FIGURE 4.

Ack1 is required for translocation of TRAIL receptors to lipid rafts. A, lipid raft-containing proteins were analyzed by Western blotting of sucrose gradient fractions of MCF10A cells transfected with non-targeting control (siCtrl) or Ack1 (siAck1) siRNA and subjected to TRAIL or mock treatment. Note that lipid rafts containing caveolin-1 were enriched in low-density fractions 1–3. B, Western blot confirming efficient Ack1 knockdown in the cell lysates used in A. C and D, subcellular fractionation by sequential detergent extraction of MCF10A cells transfected with non-targeting or Ack1 siRNA followed by treatment with TRAIL for the indicated time periods. D, quantification of TRAIL-R1 levels in the soluble membrane versus insoluble cytoskeleton/raft fractions as described for C by densitometry analysis of Western blots (n = 3). Note the Ack1-dependent translocation of TRAIL-R1 to the cytoskeleton/raft fraction following TRAIL treatment. E, quantification of the effect of the lipid raft-disrupting compound methyl β-cyclodextrin (MbCD) on TRAIL-induced cell death by densitometry analysis of Western blots against cleaved caspase-8 (n = 3).
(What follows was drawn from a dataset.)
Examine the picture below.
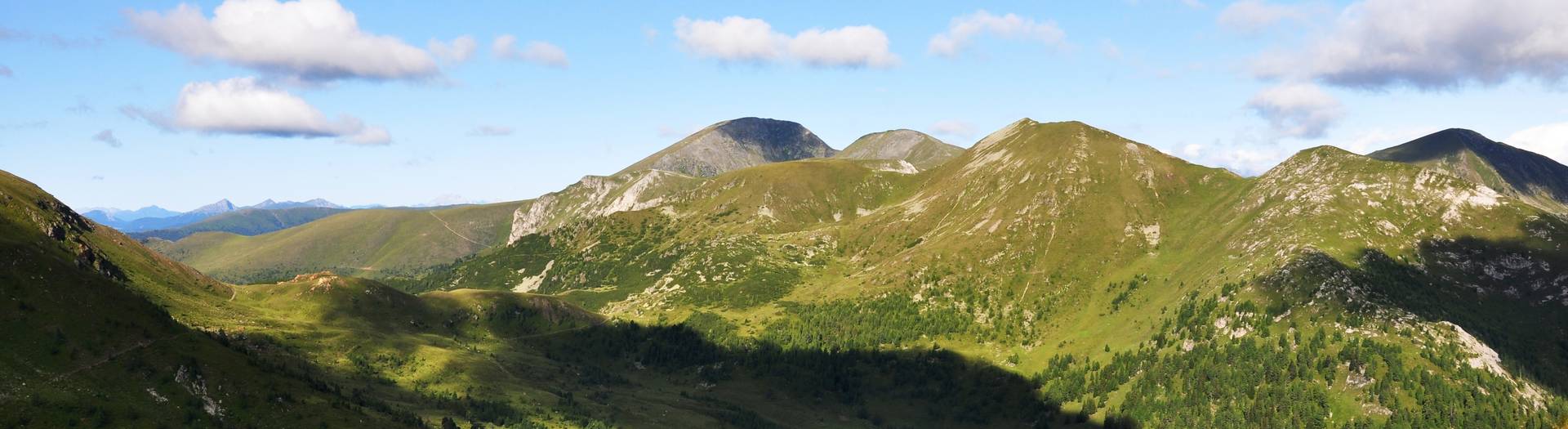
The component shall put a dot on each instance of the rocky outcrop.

F, Western blot showing the effect of pretreating cells with the raft-disrupting drug nystatin on TRAIL-induced Ack1 and cleaved (Cl) caspase-8 (representative of three independent experiments). Note that nystatin prevented TRAIL-induced accumulation of Ack1. Error bars indicate S.E. p values were obtained with Student's t test.